In the film Minority Report, the premise is that the authorities have three people with precognition, and when those “precogs” foresee a murder the police are sent to arrest the perpetrator before the crime is committed. A murder has to be predicted by at least two of the precogs, and the title of the movie comes from what they call a situation where the third contradicts the other two, presenting a “minority report”.
Of course, we don't do that sort of thing, for real. We don't arrest people because we think they're going to commit a crime. We can watch them, and we can protect those we think will be their victims. But we can't arrest them if they haven't committed a crime. Unless, of course, we think they're terrorists, in which case our president has declared that he can do whatever he wants with them. But this commentary isn't about that.
It's about the question of whether it's right to arrest someone because he thinks he's committing a crime, though he isn't actually doing what we're arresting him for. Huh? Doesn't that sound weird?
Suppose you meet a young woman, age 19, and you like her, and you decide you want to have sex with her. You do the sweet talk, she goes home with you, you get your wish. And then you get a visit from the police, because it turns out that she isn't 19; she's 15, and she told her parents. And you've committed a crime. It doesn't matter that you thought she was 19, it doesn't matter that you thought it was all legal. What matters is that she is in fact 15, and you are now a sex offender.
Now let's turn it around.
Suppose the authorities are looking for pedophiles. They get a 19-year-old agent to get on some Internet chats and pretend to be 15. You take the bait, you do the sweet talk, you get her to agree to meet you. When you get there, you suggest sex. She suggests arrest.

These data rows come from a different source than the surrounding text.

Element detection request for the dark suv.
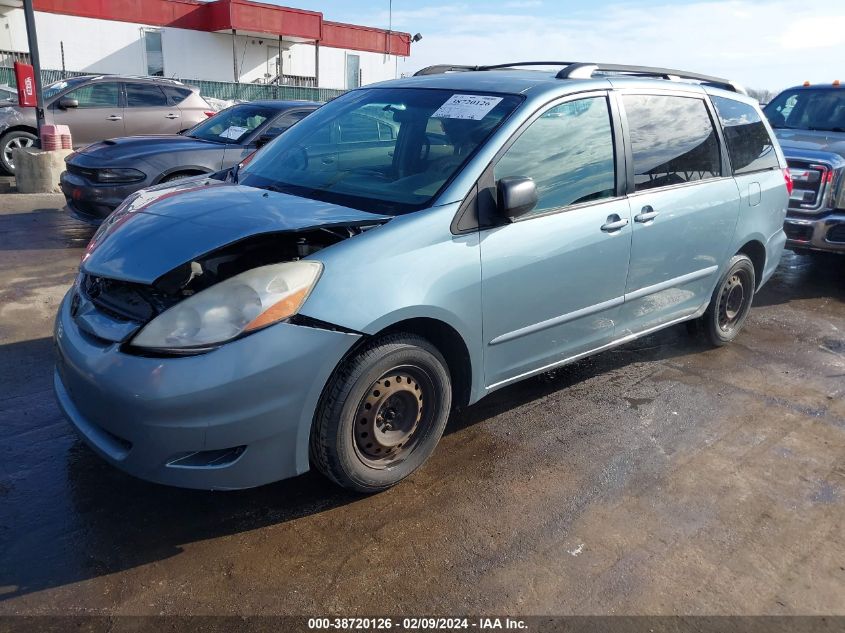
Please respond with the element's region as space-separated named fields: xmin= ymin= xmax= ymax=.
xmin=0 ymin=75 xmax=214 ymax=174
xmin=765 ymin=81 xmax=845 ymax=254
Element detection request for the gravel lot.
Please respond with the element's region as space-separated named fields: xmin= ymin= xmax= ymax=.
xmin=0 ymin=194 xmax=845 ymax=615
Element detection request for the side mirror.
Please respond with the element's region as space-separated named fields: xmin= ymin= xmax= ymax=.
xmin=496 ymin=178 xmax=537 ymax=222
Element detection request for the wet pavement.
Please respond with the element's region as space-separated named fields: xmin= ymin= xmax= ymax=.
xmin=0 ymin=194 xmax=845 ymax=615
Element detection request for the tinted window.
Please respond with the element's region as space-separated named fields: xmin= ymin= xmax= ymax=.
xmin=160 ymin=86 xmax=191 ymax=105
xmin=65 ymin=83 xmax=119 ymax=108
xmin=622 ymin=95 xmax=722 ymax=191
xmin=764 ymin=88 xmax=845 ymax=132
xmin=494 ymin=97 xmax=616 ymax=213
xmin=261 ymin=112 xmax=310 ymax=136
xmin=126 ymin=84 xmax=167 ymax=108
xmin=713 ymin=97 xmax=780 ymax=174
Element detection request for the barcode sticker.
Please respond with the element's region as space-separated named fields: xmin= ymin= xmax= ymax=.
xmin=431 ymin=95 xmax=502 ymax=121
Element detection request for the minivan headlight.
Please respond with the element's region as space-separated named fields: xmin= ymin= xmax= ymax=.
xmin=132 ymin=260 xmax=323 ymax=350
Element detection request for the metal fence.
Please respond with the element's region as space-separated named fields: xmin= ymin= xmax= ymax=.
xmin=0 ymin=67 xmax=346 ymax=101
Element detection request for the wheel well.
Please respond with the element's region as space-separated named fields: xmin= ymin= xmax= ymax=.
xmin=0 ymin=125 xmax=38 ymax=137
xmin=737 ymin=240 xmax=766 ymax=288
xmin=375 ymin=317 xmax=472 ymax=407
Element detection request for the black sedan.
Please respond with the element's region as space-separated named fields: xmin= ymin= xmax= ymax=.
xmin=60 ymin=101 xmax=320 ymax=224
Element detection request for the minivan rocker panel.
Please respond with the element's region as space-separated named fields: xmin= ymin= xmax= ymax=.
xmin=55 ymin=64 xmax=788 ymax=492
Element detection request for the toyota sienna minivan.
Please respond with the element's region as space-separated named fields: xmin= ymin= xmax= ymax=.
xmin=55 ymin=63 xmax=791 ymax=492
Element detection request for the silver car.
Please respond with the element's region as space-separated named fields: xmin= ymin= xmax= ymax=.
xmin=55 ymin=63 xmax=790 ymax=492
xmin=0 ymin=75 xmax=214 ymax=174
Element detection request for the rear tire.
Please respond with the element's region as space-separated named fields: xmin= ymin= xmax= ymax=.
xmin=0 ymin=130 xmax=38 ymax=176
xmin=310 ymin=333 xmax=452 ymax=493
xmin=701 ymin=254 xmax=757 ymax=347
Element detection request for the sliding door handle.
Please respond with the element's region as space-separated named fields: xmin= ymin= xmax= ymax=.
xmin=601 ymin=214 xmax=628 ymax=233
xmin=634 ymin=205 xmax=660 ymax=223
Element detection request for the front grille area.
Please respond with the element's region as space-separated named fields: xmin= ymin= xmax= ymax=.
xmin=827 ymin=224 xmax=845 ymax=244
xmin=783 ymin=222 xmax=813 ymax=242
xmin=787 ymin=160 xmax=833 ymax=213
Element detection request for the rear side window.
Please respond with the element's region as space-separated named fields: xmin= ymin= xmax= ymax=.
xmin=126 ymin=84 xmax=167 ymax=108
xmin=494 ymin=97 xmax=616 ymax=213
xmin=161 ymin=86 xmax=191 ymax=106
xmin=622 ymin=95 xmax=722 ymax=191
xmin=711 ymin=97 xmax=780 ymax=174
xmin=65 ymin=82 xmax=119 ymax=108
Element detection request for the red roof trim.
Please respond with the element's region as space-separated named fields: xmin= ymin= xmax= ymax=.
xmin=33 ymin=0 xmax=411 ymax=57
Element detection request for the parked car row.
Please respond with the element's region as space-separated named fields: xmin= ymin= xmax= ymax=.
xmin=55 ymin=63 xmax=795 ymax=492
xmin=765 ymin=81 xmax=845 ymax=254
xmin=60 ymin=101 xmax=319 ymax=224
xmin=0 ymin=75 xmax=214 ymax=174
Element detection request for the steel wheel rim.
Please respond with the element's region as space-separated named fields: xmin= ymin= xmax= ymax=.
xmin=352 ymin=365 xmax=436 ymax=469
xmin=3 ymin=136 xmax=35 ymax=167
xmin=719 ymin=270 xmax=751 ymax=332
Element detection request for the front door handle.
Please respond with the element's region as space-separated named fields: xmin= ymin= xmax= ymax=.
xmin=634 ymin=204 xmax=660 ymax=223
xmin=601 ymin=213 xmax=628 ymax=233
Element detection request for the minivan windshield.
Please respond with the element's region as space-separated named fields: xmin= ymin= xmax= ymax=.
xmin=185 ymin=104 xmax=277 ymax=143
xmin=238 ymin=88 xmax=522 ymax=214
xmin=763 ymin=88 xmax=845 ymax=132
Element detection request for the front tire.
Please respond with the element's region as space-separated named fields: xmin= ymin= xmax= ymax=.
xmin=702 ymin=255 xmax=757 ymax=347
xmin=310 ymin=333 xmax=452 ymax=493
xmin=0 ymin=130 xmax=38 ymax=176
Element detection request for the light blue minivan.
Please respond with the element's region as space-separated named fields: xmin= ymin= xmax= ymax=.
xmin=55 ymin=62 xmax=791 ymax=492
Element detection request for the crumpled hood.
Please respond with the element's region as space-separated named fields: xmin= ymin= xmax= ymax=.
xmin=775 ymin=128 xmax=845 ymax=157
xmin=76 ymin=134 xmax=218 ymax=165
xmin=82 ymin=178 xmax=390 ymax=284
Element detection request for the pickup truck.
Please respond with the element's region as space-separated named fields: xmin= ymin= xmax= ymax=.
xmin=764 ymin=81 xmax=845 ymax=254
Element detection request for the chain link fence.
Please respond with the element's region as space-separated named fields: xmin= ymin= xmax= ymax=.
xmin=0 ymin=68 xmax=346 ymax=101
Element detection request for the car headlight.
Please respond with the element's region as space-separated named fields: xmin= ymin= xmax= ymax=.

But here's the thing: you haven't done anything illegal. You thought you were doing something that's illegal — you thought you were soliciting sex with a 15-year-old. But the fact is that you were propositioning a 19-year-old, and there's nothing illegal about that. How can you be arrested, when you have not actually committed a crime?
This technique is used all the time. In general, I support getting these people off the streets and to psychiatric help. I support protecting the children they would prey on.
But I question the technique's adherence to our ideals. We do not arrest people for what they intend to do, but only for what they do. How can we square that with this situation? How can we arrest the guy for intent, but not deed?